La Fireez told them how things had gone, and he said, “Occasion
gallopeth apace. Upon this bargain do I loose you, that ye come
incontinently with me out of Carcë, and seek no revenge tonight upon
the Witches.”
Juss said yea to this; and Brandoch Daha laughed, saying, “Prince, I
so love thee, I could refuse thee nothing, were it shave half my beard
and go in fustian till harvest-time, sleep in my clothes, and
discourse pious nothings seven hours a day with my lady’s lap-dog.
This night we be utterly thine. An instant only bear with us: this
fare shows too good to rest untasted after so much looking on. It were
discourteous too to leave it so.” Therewith, their chains being now
stricken off, he eat a great slice of turkey and three quails boned
and served in jelly, and Juss a dozen plovers’ eggs and a cold
partridge. Lord Brandoch Daha said, “I prithee break the egg-shells,
Juss, when the meat is out, lest some sorcerer should prick or write
thy name thereon, and so mischief thy person.” And pouring out a stoup
of wine, he quaffed it off, and filling it again, “Perdition catch me
if it be not mine own wine of Krothering! Saw any a carefuller host
than King Gorice?” And he pledged Lord Juss in the second cup, saying,
“I will drink with thee next in Carcë when the King of Witchland and
all the lords thereof are slain.”
Thereafter they took their weapons that lay by on the table, set there
to distress their souls and with little expectation they should so
take them up again; and glad at heart albeit somewhat stiff of limb
they went forth with La Fireez from that banquet hall.
When they were come into the courtyard Juss spake and said, “Herein
might honour hold us back even hadst thou made no bargain with us, La
Fireez. For great shame it were to us and we fell upon the lords of
Witchland when they were drunk and unable to meet us in equal battle.
But let us ere we be gone from Carcë ransack this hold for my kinsman
Goldry Bluszco, since for his sake only and in hope to find him here
we fared on this journey.”
“So you touch no other thing but only Goldry if ye shall find him, I
am content,” said the Prince.
So when they had found keys they ransacked all Carcë, even to the
dread chamber where the King had conjured and the vaults and cellars
below the river. But it availed not.
And as they stood in the courtyard in the torchlight there came forth
on a balcony the Lady Prezmyra in her nightgown, disturbed by this
ransacking. Ethereal as a cloud she seemed, pavilioned in the balmy
night, as a cloud touched by the exhalations of the unrisen moon.

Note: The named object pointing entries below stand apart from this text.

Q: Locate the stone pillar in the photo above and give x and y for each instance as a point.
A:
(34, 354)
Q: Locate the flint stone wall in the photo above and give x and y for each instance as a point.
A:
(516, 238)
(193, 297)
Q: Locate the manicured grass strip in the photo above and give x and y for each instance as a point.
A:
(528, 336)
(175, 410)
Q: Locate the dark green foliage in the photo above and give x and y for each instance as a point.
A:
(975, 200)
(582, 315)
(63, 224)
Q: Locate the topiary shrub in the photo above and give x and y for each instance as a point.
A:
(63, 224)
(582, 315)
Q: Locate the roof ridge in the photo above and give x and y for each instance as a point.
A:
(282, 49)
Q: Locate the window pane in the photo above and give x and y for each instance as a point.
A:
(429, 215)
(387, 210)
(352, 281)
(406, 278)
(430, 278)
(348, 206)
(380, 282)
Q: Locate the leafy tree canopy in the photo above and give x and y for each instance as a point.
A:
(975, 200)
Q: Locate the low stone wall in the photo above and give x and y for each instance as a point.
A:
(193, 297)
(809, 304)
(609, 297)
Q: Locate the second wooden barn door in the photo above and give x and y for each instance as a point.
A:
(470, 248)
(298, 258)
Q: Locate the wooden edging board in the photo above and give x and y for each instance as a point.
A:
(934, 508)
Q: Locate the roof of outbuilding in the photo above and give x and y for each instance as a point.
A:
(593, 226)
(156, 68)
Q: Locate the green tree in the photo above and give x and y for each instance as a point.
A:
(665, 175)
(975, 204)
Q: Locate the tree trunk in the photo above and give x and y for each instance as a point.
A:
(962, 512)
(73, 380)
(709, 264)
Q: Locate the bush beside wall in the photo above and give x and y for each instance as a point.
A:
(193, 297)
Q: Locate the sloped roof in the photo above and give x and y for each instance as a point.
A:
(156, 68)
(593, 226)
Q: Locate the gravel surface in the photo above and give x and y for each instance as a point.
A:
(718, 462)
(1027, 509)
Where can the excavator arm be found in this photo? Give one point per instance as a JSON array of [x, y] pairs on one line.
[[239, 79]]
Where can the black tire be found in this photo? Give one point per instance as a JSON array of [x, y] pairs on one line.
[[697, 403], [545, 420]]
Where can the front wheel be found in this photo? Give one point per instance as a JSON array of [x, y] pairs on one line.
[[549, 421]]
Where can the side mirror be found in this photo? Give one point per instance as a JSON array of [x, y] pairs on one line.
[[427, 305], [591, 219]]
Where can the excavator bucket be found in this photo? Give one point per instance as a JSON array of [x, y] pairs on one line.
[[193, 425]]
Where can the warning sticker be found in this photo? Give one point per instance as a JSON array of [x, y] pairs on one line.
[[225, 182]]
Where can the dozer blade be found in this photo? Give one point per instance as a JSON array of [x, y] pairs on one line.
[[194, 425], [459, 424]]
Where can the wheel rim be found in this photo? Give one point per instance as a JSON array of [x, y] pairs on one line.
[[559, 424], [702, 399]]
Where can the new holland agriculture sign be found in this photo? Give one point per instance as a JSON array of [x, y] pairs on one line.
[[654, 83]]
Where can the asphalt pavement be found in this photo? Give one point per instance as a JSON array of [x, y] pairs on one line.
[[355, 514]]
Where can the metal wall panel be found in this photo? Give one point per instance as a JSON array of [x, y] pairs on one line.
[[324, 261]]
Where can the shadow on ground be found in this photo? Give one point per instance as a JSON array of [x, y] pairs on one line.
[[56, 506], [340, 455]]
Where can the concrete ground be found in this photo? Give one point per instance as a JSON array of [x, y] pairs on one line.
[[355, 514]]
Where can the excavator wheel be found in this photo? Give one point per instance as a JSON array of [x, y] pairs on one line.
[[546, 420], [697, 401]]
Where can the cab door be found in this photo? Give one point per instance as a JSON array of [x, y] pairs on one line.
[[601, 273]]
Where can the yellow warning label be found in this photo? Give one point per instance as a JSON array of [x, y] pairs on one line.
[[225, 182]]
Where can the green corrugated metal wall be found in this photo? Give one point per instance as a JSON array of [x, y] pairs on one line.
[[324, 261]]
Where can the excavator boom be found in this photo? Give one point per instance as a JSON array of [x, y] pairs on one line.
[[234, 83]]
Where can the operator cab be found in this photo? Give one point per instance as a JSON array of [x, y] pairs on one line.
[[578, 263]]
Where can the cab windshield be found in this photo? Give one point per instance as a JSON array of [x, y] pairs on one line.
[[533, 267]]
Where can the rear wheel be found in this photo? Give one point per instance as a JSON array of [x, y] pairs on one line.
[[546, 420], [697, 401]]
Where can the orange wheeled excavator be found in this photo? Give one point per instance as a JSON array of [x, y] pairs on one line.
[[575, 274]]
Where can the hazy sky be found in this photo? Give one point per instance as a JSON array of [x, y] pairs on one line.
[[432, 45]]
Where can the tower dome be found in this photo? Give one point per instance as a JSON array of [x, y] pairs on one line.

“What transformation is this?” said she. “Demons loose in the court?”
“Content thee, dear heart,” said the Prince. “Thy man is safe, and all
else beside as I think; save that the King hath a broken head, the
which I lament, and will without question soon be healed. They lie all
in the banquet hail tonight, being too sleepy-sodden with the feast
to take their chambers.”
Prezmyra cried, “My fears are fallen upon me. Art thou broken with
Witchland?”
“That may I not forejudge,” he answered. “Tell them tomorrow that
nought I did in hatred, and nought but what I was by circumstance
enforced to. For I am not such a coward nor so great a villain as
leave my friends caged up while strength is left me to work for their
setting free.”
“You must straightway forth from Carcë,” said Prezmyra, “and that o’
the instant. My step-son Hacmon, which was sent to gather strength to
awe thee if need were, rideth by now from the south with a great
company. Thy horses are fresh, and ye may well outdistance the King’s
men if they ride after you. If thou wilt not yet raise up a river of
blood betwixt us, begone.”
“Why fare thee well, then, sister. And doubt it not, these rifts
‘tween me and Witchland shall soon be patched up and forgot.” So spake
the Prince with a merry voice, yet grieved at heart. For well he
weened the King should never pardon him that blow, nor his robbing him
of his prey.
But she said, sadly, “Farewell, my brother. And my heart tells me I
shall never see thee more. When thou took’st these from prison, thou
didst dig up two mandrakes shall bring sorrow and death to thee and to
me and to all Witchland.”
The Prince was silent, but Lord Juss bowed to Prezmyra saying, “Madam,
these things be on the knees of Fate. But imagine not that while life
and breath be in us we shall leave to uphold the Prince thy brother.
His foes be our foes for this night sake.”
“Thou swearest it?” she said.
He answered, “Madam, I swear it unto thee and unto him.”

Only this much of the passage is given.